Nothing has been said so far concerning one trait of all of the irons and indeed of most metals and alloys which are used for casting purposes. This is the tendency to “shrink” during the solidification and cooling of the metal of the casting. On account of the freezing of the outer portions of the casting before the metal of the inside, there must result certain hollow places or cavities after the inside metal has cooled unless some channel is kept open through which fluid metal can pass inside to keep cavities from forming. We will not here go into the matter of shrinkage with its great worry to the molder nor the ingenuity and strategy through which he produces castings without shrinkage cavities. One of the methods taken to overcome the trouble will be explained in the chapter on Cast Steel which is to follow.

There is, however, another type of shrinkage—that exhibited by the contraction of the entire piece of metal as it gradually cools after solidification. This presents a rather curious and interesting case.

It is well known among founders and pattern makers, that gray cast iron shrinks during cooling about ⅛ inch per foot, white iron ¼ inch per foot and cast steel ⁵⁄₁₆ inch per foot. That is, a bar cast exactly one foot long will be found when cold to be ⅛ inch short if of gray cast iron, ¼ inch short if of white cast iron and ⁵⁄₁₆ inch short if of cast steel. The patterns have to be made larger than the castings desired to allow for this shrinkage.

But, during annealing, white cast iron loses one-half of its ¼ inch per foot shrinkage and the resulting malleable cast iron is found to have a net shrinkage of but ⅛ inch per foot which is the same as that of gray iron.

It appears that the precipitation of the temper carbon expands the bar throughout to practically the same dimensions which it would have had if flake graphite had been allowed to precipitate through slow cooling, as is the case with gray cast iron.
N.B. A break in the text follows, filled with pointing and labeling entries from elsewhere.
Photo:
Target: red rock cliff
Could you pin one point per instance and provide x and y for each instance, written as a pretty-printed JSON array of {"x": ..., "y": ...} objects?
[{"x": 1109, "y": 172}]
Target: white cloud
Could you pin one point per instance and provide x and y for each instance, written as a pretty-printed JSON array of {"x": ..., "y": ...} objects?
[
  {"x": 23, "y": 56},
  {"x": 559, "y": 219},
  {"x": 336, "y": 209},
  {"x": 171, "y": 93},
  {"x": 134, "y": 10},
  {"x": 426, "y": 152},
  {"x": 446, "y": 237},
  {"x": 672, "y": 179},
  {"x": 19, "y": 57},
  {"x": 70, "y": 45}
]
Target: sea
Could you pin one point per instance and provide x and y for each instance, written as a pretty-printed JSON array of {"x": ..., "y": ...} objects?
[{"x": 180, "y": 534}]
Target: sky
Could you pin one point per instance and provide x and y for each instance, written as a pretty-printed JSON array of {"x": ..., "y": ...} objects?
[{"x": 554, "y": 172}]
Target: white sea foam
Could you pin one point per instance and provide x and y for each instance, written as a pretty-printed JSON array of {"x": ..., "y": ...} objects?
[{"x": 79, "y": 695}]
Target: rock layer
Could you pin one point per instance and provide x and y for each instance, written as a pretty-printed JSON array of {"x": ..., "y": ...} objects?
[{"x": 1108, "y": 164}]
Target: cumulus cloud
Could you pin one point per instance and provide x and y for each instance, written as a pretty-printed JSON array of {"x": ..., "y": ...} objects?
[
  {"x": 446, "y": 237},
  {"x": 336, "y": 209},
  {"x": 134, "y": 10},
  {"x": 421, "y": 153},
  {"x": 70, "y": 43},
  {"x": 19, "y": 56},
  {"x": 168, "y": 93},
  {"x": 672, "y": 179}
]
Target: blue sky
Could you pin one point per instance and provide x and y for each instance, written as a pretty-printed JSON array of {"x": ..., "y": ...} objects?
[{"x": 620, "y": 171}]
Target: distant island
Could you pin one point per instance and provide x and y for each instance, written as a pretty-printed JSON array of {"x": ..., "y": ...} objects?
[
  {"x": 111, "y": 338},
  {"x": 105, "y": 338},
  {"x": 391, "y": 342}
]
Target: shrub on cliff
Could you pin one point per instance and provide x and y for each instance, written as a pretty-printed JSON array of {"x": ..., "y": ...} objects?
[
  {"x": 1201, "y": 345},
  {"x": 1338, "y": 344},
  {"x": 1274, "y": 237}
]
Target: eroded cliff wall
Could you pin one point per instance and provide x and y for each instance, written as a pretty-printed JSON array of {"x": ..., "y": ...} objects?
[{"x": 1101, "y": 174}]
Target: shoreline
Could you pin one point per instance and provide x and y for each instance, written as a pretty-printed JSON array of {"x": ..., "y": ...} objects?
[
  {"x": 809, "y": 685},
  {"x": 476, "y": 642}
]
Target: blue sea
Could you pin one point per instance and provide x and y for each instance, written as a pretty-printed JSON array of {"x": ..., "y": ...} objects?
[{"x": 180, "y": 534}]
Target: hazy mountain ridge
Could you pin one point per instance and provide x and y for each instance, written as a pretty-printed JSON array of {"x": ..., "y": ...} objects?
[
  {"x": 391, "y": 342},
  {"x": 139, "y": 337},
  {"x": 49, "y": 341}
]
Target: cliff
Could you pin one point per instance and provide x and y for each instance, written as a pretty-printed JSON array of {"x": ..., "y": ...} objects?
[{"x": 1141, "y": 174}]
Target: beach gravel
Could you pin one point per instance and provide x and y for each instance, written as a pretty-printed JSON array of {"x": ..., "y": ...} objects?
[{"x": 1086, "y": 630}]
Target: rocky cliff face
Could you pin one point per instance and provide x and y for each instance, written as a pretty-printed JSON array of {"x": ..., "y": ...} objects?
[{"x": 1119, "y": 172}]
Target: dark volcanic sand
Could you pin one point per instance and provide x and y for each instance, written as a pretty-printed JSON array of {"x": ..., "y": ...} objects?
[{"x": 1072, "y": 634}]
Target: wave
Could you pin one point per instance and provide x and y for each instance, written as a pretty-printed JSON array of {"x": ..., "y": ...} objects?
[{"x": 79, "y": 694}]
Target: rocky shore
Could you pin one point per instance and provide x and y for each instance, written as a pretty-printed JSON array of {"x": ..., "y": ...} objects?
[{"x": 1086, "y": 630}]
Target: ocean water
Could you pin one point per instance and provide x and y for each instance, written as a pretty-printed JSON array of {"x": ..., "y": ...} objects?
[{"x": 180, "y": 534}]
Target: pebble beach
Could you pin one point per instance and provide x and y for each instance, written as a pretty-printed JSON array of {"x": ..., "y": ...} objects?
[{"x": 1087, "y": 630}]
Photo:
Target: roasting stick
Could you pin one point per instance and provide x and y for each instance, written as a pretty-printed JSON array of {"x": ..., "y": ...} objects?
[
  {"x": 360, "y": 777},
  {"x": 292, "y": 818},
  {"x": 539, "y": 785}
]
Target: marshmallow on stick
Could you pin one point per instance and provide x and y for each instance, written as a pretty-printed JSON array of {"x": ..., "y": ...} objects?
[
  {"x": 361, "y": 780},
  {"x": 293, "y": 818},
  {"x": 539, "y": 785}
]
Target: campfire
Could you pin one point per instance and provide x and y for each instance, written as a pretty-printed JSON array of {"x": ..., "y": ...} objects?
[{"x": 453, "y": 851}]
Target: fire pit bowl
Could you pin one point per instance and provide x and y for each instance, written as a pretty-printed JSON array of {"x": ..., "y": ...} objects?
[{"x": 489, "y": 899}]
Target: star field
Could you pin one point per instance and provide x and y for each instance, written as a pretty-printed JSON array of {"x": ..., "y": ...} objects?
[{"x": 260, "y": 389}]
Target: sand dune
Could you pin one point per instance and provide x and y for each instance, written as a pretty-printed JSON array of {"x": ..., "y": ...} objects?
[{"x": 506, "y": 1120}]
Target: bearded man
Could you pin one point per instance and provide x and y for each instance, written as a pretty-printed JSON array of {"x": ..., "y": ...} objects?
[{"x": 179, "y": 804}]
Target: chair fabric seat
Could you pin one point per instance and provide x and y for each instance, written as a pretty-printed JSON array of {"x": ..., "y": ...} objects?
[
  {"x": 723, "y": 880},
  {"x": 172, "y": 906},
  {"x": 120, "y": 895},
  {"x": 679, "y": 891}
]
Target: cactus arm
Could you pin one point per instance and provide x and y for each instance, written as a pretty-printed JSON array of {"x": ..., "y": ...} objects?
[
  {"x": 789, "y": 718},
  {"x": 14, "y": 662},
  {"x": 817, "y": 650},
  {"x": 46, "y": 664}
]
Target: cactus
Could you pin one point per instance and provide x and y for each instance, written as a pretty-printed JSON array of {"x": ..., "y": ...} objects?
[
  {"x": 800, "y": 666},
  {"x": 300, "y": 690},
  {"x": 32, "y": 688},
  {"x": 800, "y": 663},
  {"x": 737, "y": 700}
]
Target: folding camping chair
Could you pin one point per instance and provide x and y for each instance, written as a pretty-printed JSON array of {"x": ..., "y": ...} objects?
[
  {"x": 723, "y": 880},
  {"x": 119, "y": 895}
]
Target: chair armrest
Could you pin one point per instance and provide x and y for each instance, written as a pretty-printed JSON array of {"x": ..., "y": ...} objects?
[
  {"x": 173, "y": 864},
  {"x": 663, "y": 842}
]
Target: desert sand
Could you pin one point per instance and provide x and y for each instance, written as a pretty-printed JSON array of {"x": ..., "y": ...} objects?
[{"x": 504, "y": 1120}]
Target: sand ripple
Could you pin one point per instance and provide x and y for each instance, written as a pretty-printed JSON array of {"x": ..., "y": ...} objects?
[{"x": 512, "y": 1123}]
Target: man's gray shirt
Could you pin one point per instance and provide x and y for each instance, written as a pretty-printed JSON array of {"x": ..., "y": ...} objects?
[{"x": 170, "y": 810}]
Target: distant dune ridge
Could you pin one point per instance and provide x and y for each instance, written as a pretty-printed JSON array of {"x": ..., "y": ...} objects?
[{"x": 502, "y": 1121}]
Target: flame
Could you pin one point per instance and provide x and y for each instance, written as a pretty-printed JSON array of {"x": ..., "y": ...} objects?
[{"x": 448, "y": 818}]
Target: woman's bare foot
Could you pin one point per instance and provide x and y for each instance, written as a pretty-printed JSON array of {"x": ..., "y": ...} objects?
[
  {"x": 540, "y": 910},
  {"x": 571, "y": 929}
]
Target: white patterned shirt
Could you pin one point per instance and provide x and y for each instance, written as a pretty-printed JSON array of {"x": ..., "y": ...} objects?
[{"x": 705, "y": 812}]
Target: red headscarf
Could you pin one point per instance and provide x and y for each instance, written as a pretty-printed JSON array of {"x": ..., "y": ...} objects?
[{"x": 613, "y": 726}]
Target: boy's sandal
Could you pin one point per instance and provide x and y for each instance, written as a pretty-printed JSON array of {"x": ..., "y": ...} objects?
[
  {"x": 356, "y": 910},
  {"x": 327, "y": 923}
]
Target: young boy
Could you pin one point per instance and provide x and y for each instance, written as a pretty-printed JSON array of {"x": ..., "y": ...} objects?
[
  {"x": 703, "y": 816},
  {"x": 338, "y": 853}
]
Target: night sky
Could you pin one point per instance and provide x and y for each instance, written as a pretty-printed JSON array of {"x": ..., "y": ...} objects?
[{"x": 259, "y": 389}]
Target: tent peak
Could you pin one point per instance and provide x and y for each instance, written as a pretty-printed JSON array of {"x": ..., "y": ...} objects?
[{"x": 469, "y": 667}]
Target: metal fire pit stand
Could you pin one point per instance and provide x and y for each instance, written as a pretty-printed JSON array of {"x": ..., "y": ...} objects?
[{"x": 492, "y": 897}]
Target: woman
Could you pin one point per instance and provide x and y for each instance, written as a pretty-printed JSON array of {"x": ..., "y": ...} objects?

This is cleverly taken advantage of by manufacturers of swivels of malleable iron, such as those shown. The inner portions are separately cast first and thoroughly cleaned after which they are imbedded in another mold. The outer portions are then cast around them, shrinking so tightly upon the inner portions that they cannot be turned at all. However, upon annealing they loosen enough that they can readily be turned yet remain tight enough that they cannot be separated.

Malleable iron from which the carbon has not been removed can be hardened and given a steely fracture by sudden cooling from a red heat even if it has previously been annealed. Decarbonized malleable iron, also, can readily be recarbonized by the cementation process. These characteristics are often taken advantage of for the manufacture of tools from malleable iron. Hammers, wood working chisels, gears, etc., are quite largely made. Where they are sold at a cheaper price than the better steel tools and without misrepresentation, there can be little objection, but sometimes they pass for steel.

Ofttimes malleable iron castings are made in what are known as “permanent molds” of iron. They are really “chilled castings.” Annealing of these is accomplished in the regular way. Such castings have very smooth and beautiful surfaces but as the iron molds have high first cost they can be used only for castings for which the sales warrant the expense.

While much less malleable than is wrought iron or mild steel, annealed malleable cast iron has considerable malleability. It will resist great shock and can be severely battered and bent without breaking. It has about 75 per cent or more of the tensile strength of mild steel and because of the cheapness of its castings the malleable iron industry has developed wonderfully. About a million tons of this product are produced here each year.

Naturally malleable iron castings are used where a material with properties intermediate between cast iron and steel will suffice. Such are castings for railroad cars, for reapers, binders, and other agricultural machines, pipe fittings, and the cheaper grades of tools.